But *did* they? I think it would be useful if HMRC could publish the actual tax paid by companies over a certain size. The amounts they should be paying from an accounting perspective are, after all, public knowledge. And if their tax affairs are in order, they should have nothing to hide when it comes to the actual payments received by HMRC.
I haven’t seen the bank accounts of Google UK Limited and HMRC. But on the evidence no other inference can sensibly be drawn.
Looking at the 2008 Google UK Ltd accounts, it appears that the 2007 UK CT provision was still unpaid as at 31 December 2008 as the liability reflects both the 2007 & 2008 tax charge.
It would seem to have been paid in 2009, as the 2009 balance sheet payable only seems to show the 2009 CT charge which still leaves your point as valid.
I’m not sure quite where you get that from. There’s an amount of corporation tax shown for 2008 in ‘Creditors: amounts falling due within one year’ of £289,558.’ I wouldn’t assume that it incorporates the £148,039 balance in 2007. And in 2009 the equivalent figure is £2,972,695. The more you longer the wronger Osborne gets.
There are some interesting figures in the written evidence HMRC provided to the PAC in February:
“The cumulative current corporation tax over the period 2005 to 2015 shown in Google UK Ltd’s financial statements may be seen as a reasonable (although not precise) proxy for the tax payable over that period. Google UK Ltd’s accounts show a cumulative tax charge in the financial statements from 2005 to 2011 of £11.6 million.”
http://data.parliament.uk/writtenevidence/committeeevidence.svc/evidencedocument/public-accounts-committee/corporate-tax-deals/written/28683.html
But I would not be surprised if there was a hairsplitting defence on the grounds that Osborne referred to “companies that paid no tax”. He did not actually refer to Google, so in his own mind he cannot be wrong.
Thank you Iain. Very helpful.
The tax charge in 2008 was £141,519. Surely the obvious assumption is that the Creditors: amounts falling due within one year’ in 2008 of £289,558 is comprised of the 2007 liability of £148,039 and the 2008 liability of £141,519?
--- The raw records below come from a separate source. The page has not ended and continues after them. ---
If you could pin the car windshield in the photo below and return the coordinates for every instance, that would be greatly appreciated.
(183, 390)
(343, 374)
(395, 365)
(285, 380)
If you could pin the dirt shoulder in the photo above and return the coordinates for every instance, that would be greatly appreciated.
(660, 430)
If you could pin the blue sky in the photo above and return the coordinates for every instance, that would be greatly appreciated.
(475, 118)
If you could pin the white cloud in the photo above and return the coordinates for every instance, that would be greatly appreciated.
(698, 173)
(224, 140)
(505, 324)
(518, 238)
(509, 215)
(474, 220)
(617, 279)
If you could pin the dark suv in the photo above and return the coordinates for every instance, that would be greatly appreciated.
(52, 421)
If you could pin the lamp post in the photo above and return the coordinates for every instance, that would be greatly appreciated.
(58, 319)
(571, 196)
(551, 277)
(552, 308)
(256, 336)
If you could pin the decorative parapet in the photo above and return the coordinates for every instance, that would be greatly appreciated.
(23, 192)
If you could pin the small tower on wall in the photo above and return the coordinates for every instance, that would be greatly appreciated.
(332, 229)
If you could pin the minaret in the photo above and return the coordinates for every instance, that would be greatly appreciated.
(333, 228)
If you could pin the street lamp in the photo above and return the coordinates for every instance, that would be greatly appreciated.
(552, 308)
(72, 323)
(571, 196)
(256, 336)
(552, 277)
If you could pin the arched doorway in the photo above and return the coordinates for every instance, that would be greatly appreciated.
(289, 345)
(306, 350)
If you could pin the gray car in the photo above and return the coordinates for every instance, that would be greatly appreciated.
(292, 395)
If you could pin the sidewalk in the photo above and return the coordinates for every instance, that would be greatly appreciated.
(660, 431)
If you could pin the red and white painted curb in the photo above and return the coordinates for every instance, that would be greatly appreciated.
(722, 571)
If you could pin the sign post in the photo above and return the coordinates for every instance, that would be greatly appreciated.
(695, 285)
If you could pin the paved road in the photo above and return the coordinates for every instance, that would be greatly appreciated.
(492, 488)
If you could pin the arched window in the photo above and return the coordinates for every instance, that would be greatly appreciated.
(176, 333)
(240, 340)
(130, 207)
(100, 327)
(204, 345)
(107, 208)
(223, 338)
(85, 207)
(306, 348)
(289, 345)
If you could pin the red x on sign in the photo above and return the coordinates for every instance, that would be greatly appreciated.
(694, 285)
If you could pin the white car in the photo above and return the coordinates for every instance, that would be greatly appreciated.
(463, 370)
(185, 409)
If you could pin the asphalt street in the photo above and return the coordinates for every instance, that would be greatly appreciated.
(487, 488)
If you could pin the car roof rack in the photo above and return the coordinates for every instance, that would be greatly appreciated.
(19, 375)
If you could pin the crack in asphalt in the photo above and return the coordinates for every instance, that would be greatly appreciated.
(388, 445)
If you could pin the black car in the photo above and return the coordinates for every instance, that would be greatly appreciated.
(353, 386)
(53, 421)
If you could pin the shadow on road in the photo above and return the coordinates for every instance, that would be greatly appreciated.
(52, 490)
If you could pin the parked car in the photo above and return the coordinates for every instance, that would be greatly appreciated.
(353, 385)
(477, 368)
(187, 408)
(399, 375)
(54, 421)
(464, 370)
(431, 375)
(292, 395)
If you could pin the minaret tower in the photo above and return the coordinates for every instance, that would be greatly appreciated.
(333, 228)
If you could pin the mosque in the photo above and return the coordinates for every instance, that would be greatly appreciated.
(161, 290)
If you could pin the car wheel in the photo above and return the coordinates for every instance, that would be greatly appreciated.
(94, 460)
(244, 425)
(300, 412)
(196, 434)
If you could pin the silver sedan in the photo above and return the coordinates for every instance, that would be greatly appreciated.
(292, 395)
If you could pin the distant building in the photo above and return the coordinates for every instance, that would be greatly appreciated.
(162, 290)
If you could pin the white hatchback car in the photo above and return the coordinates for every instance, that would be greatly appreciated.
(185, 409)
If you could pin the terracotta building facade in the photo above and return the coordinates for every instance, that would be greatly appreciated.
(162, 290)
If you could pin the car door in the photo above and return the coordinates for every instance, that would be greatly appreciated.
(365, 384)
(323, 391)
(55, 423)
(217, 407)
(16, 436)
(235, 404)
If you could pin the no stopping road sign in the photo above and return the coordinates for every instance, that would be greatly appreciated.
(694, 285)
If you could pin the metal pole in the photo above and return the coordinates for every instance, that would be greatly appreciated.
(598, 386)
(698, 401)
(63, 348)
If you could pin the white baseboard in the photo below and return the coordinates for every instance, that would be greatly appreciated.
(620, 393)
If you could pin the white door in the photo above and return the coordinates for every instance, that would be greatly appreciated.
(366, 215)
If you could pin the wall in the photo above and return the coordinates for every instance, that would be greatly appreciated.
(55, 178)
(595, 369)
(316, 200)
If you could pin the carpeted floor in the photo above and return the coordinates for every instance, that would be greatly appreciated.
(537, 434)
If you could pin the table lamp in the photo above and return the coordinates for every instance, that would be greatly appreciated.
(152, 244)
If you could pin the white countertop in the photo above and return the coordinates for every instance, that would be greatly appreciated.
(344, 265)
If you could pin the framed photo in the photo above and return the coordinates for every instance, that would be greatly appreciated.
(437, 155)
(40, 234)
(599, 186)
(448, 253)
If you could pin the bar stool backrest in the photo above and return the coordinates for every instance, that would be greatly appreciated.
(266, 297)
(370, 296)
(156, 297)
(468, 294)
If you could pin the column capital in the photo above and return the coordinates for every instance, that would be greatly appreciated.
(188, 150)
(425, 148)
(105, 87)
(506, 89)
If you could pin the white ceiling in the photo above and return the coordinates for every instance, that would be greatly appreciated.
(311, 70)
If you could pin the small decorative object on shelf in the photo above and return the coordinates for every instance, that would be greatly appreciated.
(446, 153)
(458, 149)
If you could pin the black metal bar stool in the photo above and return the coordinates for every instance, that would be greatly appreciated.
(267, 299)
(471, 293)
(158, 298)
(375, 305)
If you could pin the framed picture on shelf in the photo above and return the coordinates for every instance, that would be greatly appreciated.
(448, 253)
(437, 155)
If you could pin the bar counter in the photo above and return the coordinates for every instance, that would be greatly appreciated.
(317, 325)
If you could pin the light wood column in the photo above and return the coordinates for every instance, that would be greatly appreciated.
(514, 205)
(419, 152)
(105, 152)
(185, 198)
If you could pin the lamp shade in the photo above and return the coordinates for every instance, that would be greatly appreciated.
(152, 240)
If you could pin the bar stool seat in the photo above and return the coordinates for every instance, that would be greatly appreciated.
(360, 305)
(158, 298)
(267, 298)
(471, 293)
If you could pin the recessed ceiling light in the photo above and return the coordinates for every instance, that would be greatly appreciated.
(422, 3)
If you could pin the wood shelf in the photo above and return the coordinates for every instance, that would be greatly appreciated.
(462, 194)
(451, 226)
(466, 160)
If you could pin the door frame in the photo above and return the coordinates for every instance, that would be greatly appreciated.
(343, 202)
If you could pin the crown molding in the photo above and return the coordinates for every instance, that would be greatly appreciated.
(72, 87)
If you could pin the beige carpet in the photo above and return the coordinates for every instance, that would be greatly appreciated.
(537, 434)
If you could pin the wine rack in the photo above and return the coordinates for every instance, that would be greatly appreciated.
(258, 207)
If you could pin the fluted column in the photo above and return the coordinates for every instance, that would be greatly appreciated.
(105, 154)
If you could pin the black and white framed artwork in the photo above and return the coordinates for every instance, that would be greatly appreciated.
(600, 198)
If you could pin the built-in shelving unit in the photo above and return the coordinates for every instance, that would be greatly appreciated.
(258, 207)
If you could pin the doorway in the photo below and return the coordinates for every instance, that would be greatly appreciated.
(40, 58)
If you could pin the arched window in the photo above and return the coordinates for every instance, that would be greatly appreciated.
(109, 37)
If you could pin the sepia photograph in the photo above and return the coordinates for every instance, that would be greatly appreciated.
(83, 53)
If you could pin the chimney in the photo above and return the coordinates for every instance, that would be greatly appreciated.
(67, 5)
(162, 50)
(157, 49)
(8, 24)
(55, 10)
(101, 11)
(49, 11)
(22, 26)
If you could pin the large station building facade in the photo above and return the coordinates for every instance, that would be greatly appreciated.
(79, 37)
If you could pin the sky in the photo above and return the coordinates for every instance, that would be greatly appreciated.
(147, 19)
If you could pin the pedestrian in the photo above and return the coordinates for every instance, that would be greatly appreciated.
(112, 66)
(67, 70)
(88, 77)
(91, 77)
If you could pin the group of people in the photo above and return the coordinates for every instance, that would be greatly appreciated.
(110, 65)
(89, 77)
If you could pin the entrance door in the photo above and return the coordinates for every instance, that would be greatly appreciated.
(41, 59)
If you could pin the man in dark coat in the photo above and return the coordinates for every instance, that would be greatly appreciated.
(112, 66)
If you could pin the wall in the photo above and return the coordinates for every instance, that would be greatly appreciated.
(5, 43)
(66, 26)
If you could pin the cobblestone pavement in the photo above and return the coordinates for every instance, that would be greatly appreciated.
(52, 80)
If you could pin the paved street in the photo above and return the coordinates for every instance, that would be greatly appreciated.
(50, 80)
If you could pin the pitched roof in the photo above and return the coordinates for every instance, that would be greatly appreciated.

Not really. HMRC tend to like you actually to pay your tax. Especially if it’s, as the Notes provide, due inside a year.
In the context of the tax you have argued Google should have paid (some £200 million for 2014) and the tax that it paid under the settlement with HMRC (£30 million on an annual basis), this looks close to “no” tax to me!
And, as Iain Hamilton has observed, Mr Osborne did not actually say that Google had paid no tax in any case.